Selama ini, pihak Hartati berdalih bahwa pemberian uang kepada Bupati Amran itu bukanlah suap, melainkan sumbangan dana kampanye pemilihan kepala daerah. Saat pemberian berlangsung, pertengahan 2012 lalu, Amran tengah mencalonkan diri kembali sebagai bupati Buol.
"Dilihat dari fakta itu, yang terjadi sebenarnya adalah pelanggaran pemilukada, sanksinya adalah administratif kepada calon bupati dengan dasar undang-undang pemilukada, pemberi sumbangan tidak bisa dikenai sanksi. Jadi, akan aneh jika jaksa melakukan penuntutan menggunakan UU Tipikor karena Amran saat itu statusnya calon bupati, bukan penyelenggara negara," kata Dodi.
Sementara itu, jaksa KPK memiliki bukti yang menunjukkan ada janji pemberian uang Rp 3 miliar dari Hartati kepada Amran. Dalam persidangan sebelumnya, tim jaksa KPK memutar rekaman pembicaraan antara Hartati dan Amran yang membahas masalah kepengurusan izin di Buol. Rekaman itu pada intinya menunjukkan ada janji pemberian dana yang disampaikan Hartati kepada Amran. Hartati juga terdengar meminta Amran mengurus penerbitan izin-izin terkait sisa lahan seluas 75.000 hektar atas nama PT Cipta Cakra Murdaya (PT CCM). Isi rekaman ini pun diakui Amran saat bersaksi dalam persidangan.
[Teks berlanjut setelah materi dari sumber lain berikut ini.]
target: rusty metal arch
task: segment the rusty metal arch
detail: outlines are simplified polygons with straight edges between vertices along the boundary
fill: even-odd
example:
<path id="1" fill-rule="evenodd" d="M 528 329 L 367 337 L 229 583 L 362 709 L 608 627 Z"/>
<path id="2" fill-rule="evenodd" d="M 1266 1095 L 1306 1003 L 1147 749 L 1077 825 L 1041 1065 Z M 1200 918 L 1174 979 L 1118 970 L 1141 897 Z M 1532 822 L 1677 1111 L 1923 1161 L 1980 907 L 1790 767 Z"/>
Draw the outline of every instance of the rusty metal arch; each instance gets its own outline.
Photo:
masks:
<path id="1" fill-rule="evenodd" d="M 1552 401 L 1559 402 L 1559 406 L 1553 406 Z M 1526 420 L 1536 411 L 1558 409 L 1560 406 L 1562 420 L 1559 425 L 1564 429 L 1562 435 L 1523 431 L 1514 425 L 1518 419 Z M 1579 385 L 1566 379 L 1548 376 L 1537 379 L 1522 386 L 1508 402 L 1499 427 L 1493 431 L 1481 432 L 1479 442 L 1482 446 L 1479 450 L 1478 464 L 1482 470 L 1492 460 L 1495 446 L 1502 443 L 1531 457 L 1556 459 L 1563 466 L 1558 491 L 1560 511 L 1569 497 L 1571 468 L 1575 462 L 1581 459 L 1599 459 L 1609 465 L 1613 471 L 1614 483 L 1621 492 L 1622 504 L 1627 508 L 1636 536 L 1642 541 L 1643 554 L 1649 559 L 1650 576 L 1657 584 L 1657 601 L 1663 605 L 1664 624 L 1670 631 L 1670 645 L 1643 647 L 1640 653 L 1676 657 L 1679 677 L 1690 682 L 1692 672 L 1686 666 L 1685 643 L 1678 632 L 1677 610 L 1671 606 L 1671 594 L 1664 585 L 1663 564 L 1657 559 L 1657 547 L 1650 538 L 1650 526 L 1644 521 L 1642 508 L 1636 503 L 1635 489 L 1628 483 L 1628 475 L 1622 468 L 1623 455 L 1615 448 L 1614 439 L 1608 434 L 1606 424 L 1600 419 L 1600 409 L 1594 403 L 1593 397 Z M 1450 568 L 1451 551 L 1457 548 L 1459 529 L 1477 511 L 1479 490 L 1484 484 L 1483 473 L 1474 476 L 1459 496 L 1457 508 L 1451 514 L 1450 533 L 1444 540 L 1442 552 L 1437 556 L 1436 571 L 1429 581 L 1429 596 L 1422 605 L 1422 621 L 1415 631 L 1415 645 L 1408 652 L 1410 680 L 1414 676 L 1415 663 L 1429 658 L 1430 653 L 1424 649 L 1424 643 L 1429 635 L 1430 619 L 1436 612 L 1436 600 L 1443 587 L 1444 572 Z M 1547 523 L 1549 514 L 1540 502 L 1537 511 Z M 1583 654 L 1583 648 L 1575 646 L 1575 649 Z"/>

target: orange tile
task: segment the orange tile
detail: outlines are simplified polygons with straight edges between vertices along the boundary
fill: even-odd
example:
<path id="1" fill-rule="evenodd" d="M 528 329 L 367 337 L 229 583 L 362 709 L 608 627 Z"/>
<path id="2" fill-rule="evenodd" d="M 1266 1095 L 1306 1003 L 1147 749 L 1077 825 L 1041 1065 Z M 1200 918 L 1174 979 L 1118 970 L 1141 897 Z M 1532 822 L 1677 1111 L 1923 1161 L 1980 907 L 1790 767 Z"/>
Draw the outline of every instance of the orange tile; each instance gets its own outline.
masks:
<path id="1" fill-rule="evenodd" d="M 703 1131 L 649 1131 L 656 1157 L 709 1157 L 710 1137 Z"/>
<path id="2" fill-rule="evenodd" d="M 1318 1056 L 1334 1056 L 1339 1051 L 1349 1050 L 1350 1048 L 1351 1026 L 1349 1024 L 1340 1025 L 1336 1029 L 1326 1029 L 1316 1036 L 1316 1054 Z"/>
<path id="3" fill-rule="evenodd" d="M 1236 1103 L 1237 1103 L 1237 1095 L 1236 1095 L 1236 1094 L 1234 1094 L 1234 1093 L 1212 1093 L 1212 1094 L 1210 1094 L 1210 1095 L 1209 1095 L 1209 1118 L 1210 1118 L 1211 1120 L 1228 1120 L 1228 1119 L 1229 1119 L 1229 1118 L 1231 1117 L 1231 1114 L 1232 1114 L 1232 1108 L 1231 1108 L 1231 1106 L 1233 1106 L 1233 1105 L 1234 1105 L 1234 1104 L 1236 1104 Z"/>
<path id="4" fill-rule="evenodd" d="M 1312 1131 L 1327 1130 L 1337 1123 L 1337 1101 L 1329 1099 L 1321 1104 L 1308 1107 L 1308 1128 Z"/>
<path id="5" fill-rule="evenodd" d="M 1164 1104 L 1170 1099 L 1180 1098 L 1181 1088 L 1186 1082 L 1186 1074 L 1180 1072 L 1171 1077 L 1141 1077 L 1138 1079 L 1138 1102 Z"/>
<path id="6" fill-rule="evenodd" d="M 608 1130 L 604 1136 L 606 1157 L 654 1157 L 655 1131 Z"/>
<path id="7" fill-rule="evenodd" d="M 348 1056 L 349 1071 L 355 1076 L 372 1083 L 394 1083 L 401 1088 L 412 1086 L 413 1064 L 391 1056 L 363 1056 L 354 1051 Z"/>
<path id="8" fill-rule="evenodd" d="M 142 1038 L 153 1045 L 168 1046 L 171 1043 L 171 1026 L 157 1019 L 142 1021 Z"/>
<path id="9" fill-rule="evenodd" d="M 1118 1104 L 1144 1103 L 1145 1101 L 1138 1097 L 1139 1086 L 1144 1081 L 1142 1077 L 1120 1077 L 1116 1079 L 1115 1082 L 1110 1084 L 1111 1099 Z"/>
Politikus Partai Golkar itu mengaku dijanjikan "dua kilo" yang artinya Rp 2 miliar terkait kepengurusan izin-izin tersebut. Dalam memproses Hartati ke persidangan, tim jaksa KPK mendakwa Direktur Utama PT CCM/ PT Hardaya Inti Plantation itu dengan Pasal 5 Ayat 1 Huruf a juncto Pasal 64 Ayat 1 juncto Pasal 55 Ayat 1 Ke-1 KUHP atau Pasal 13 dalam undang-undang yang sama. Ancaman hukuman maksimal lima tahun penjara.